Change

Way back in the olden days when I was a young(ish) wife and mother living on a farm in Door County, Wisconsin, I joined the local chapter of NOW, the National Organization for Women. We were a small but enthusiastic group in the heady days of the burgeoning women's movement, reading Friedan and Greer and de Beauvoir, religiously consulting , and attempting to spread the Good News to our fellow [sic] women of the Door Peninsula. It was all about change.

To our naive surprise, change was not often greeted as a Good Thing.

One memory stands out particularly. Much had been made recently in the media that some women - not all, but some - were deciding to retain their own birth names when they married. We are all familiar today with a plethora of hyphenations (and yes, I am among those who wonder how far this will continue as the generations pile up, but I digress), but at the time it was a new and exciting idea. For us. Not so much for others.

I remember a conversation with a farm wife who attended one of our little rallies - they sometimes attracted a few women more bored and curious than committed - who was very concerned about this. Because, she told me, she did not want to change her name. She was Mrs. Johnson, and damned if she was going to be anyone else, much less her younger, single self once again.

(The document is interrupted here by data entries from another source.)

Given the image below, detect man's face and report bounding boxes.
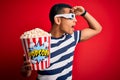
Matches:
[57,8,77,34]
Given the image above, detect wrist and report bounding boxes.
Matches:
[81,10,87,16]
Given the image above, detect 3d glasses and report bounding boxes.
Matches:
[55,13,75,19]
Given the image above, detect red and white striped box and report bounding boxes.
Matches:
[21,36,51,70]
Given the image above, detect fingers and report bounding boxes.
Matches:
[71,6,85,15]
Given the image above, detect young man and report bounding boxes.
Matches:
[22,4,102,80]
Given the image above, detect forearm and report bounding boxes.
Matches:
[83,12,102,33]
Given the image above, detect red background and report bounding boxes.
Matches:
[0,0,120,80]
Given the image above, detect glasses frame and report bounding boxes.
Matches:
[55,13,76,20]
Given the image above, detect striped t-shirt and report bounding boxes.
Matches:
[38,31,80,80]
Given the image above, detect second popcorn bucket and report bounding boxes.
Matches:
[21,28,51,70]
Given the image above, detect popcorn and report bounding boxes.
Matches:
[20,28,50,39]
[20,28,51,70]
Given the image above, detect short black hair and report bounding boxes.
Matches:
[49,3,72,24]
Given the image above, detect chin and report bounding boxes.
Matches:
[68,32,74,35]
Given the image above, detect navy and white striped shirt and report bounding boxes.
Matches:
[38,31,81,80]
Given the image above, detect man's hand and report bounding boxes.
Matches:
[21,56,32,77]
[71,6,85,16]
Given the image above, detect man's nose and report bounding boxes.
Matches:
[73,17,77,22]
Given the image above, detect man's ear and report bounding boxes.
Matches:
[54,17,61,25]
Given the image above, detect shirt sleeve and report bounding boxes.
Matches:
[74,30,81,44]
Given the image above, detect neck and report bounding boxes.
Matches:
[50,25,64,38]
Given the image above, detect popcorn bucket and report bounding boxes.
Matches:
[21,36,51,70]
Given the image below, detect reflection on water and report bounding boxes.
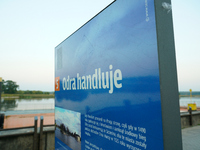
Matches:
[179,97,200,107]
[0,97,200,111]
[55,128,81,150]
[0,98,54,111]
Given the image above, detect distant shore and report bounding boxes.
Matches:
[1,94,54,99]
[179,95,200,97]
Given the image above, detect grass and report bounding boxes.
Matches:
[1,94,54,99]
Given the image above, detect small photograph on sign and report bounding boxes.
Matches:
[55,107,81,150]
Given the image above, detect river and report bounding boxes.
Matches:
[0,97,200,111]
[55,128,81,150]
[0,98,55,111]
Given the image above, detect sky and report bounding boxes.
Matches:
[0,0,200,91]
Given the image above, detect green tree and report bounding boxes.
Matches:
[2,80,19,94]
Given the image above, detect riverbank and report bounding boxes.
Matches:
[179,95,200,98]
[1,94,54,99]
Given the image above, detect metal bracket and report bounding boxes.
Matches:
[162,2,172,13]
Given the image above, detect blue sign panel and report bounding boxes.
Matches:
[55,0,163,150]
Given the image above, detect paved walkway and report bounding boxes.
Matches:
[182,126,200,150]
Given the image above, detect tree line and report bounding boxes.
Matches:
[2,80,50,94]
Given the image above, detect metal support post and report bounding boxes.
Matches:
[0,77,2,111]
[40,116,44,150]
[188,107,192,126]
[33,116,38,150]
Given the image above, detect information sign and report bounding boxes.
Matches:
[55,0,178,150]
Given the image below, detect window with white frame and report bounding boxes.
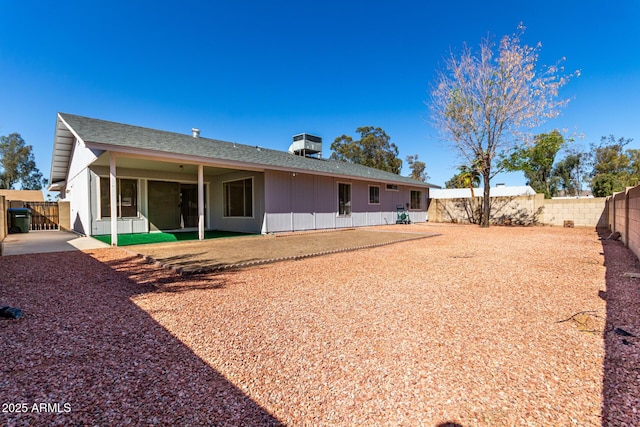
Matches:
[410,190,422,209]
[222,178,253,217]
[338,183,351,215]
[369,185,380,205]
[100,178,138,218]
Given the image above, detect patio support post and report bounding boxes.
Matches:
[198,165,204,240]
[109,152,118,246]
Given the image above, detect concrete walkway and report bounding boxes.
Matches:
[0,230,109,256]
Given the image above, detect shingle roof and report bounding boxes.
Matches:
[0,189,44,202]
[59,113,435,187]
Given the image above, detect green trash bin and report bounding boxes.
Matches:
[7,208,31,233]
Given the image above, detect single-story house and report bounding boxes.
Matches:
[49,113,435,244]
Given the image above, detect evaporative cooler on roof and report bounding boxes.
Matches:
[289,133,322,158]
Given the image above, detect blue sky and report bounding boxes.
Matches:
[0,0,640,189]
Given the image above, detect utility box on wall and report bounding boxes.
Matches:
[7,208,31,233]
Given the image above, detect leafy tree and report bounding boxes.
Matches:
[590,135,640,197]
[502,130,565,199]
[444,165,482,197]
[0,133,46,190]
[552,150,588,196]
[407,154,429,182]
[431,24,579,227]
[331,126,402,174]
[591,173,625,197]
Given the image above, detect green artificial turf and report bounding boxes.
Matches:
[93,230,251,246]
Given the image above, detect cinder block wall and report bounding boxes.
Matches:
[541,197,608,228]
[429,194,608,228]
[0,196,8,242]
[606,186,640,258]
[623,187,640,255]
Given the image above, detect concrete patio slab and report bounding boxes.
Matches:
[0,230,109,256]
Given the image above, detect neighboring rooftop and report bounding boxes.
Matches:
[51,113,437,187]
[429,185,536,199]
[0,190,44,202]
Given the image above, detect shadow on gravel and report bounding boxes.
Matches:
[0,252,282,426]
[598,233,640,427]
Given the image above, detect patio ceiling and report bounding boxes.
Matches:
[92,153,250,176]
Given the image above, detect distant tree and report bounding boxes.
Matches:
[0,133,46,190]
[407,154,429,182]
[331,126,402,174]
[502,130,565,199]
[431,24,578,227]
[552,149,588,196]
[590,135,640,197]
[444,165,482,197]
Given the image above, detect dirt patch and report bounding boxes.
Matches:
[127,225,437,274]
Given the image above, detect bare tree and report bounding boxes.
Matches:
[430,24,579,227]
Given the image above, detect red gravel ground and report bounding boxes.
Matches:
[0,224,640,427]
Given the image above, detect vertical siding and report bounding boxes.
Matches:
[262,171,429,233]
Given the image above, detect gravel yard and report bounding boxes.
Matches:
[0,224,640,427]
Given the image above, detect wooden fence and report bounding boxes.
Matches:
[9,201,60,230]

I tried to explain that, just because others were choosing to keep their birth names, she certainly didn't have to do so. It was all about choice. But in Mrs. Johnson's world, neither change nor choice were necessarily a Good Thing. Choice meant that some would do one thing and others would do something else and then what could you count on? No, if women started keeping their birth names, then they would all have to do it. And she didn't want to.

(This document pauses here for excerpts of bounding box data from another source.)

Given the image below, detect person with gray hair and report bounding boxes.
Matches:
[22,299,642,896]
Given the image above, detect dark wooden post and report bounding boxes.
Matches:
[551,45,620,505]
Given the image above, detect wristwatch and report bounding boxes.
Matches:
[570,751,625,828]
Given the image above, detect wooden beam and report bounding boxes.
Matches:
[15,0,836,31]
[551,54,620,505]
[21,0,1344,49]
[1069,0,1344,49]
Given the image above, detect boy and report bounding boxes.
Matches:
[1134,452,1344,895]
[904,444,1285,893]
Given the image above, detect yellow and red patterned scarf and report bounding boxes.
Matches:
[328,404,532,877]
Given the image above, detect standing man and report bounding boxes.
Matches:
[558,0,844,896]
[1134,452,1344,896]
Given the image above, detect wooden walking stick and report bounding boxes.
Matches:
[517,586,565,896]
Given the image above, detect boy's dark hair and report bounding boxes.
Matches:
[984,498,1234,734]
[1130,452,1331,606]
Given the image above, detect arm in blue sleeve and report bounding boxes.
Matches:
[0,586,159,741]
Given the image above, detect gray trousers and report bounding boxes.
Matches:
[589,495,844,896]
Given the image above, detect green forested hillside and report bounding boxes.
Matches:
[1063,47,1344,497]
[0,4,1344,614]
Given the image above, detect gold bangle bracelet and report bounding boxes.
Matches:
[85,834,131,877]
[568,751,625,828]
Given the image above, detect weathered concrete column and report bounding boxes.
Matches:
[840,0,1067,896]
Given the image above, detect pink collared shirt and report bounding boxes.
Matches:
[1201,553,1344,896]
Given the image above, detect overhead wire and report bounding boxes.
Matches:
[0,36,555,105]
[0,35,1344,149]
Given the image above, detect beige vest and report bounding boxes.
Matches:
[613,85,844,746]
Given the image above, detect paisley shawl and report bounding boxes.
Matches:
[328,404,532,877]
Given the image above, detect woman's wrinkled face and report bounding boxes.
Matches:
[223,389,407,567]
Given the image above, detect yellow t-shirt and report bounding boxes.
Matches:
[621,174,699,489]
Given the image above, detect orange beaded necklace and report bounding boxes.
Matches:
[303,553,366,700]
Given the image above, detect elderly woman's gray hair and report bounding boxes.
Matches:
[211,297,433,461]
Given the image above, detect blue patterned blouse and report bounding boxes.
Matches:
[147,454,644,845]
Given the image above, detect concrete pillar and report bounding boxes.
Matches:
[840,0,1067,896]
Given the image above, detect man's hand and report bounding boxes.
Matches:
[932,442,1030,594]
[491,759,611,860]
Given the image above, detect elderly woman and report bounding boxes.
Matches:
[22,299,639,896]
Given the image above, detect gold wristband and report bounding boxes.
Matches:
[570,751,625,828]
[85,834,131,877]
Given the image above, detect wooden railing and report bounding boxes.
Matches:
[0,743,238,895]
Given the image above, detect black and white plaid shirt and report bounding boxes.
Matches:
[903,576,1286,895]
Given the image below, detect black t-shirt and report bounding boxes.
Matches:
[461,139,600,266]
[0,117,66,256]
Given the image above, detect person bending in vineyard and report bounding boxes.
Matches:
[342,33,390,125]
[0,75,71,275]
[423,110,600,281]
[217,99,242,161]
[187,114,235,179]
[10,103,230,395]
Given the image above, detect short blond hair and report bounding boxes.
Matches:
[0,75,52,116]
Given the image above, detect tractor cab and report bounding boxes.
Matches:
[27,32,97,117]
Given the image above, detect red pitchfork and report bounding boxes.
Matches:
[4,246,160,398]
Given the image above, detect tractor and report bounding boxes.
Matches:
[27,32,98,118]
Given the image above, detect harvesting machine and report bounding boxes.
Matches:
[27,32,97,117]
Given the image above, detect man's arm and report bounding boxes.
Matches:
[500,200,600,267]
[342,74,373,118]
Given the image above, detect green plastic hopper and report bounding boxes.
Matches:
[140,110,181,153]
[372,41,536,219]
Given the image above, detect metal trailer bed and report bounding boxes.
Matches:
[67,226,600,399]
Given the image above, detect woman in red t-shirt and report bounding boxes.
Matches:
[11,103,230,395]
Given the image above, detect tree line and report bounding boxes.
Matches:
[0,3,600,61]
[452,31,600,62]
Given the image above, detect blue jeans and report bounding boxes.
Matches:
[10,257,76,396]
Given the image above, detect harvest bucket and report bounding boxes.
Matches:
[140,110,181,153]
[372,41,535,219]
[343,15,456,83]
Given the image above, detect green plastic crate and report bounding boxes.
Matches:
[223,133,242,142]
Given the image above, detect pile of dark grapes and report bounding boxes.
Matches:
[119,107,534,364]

I, of course, felt more than a little condescending. And then I started thinking about Change. How open was I to change? My mother had been at me for years to "change my ways." Jehovah's Witnesses came to my door on a regular basis. Boyfriends and husbands and children have been at me over the years to change this, change that. Sometimes I did, sometimes I didn't. But I never wanted to. Not at first. And when and if I did change, it was gradually and only when I saw a way for the change to be incorporated into my life in a way that I liked.

People showing up at your door or in your life insisting that you change your ways are almost never welcome.

Which is not to say that it is wrong to insist on change. The various rights movements for African-Americans, gay people, and, yes, women, bear this out. Waiting for people to find a way to incorporate those changes into their lives gradually would be tantamount to Waiting for Godot.

But holding people in contempt for their resistance to change is wrong - or at least, unproductive - as well. Your contempt will not prompt them to reconsider. It's hard - and frustrating - to actually see the world through someone else's eyes. Almost impossible, really, to catch much more than a glimpse. But the effort should be made by those who want to effect (what we will take for granted will be) positive change. Living the changes you believe in can show a few others that they could be Good Things for them as well.

Nobody likes a preacher. But some of us recognize a good idea when we see one.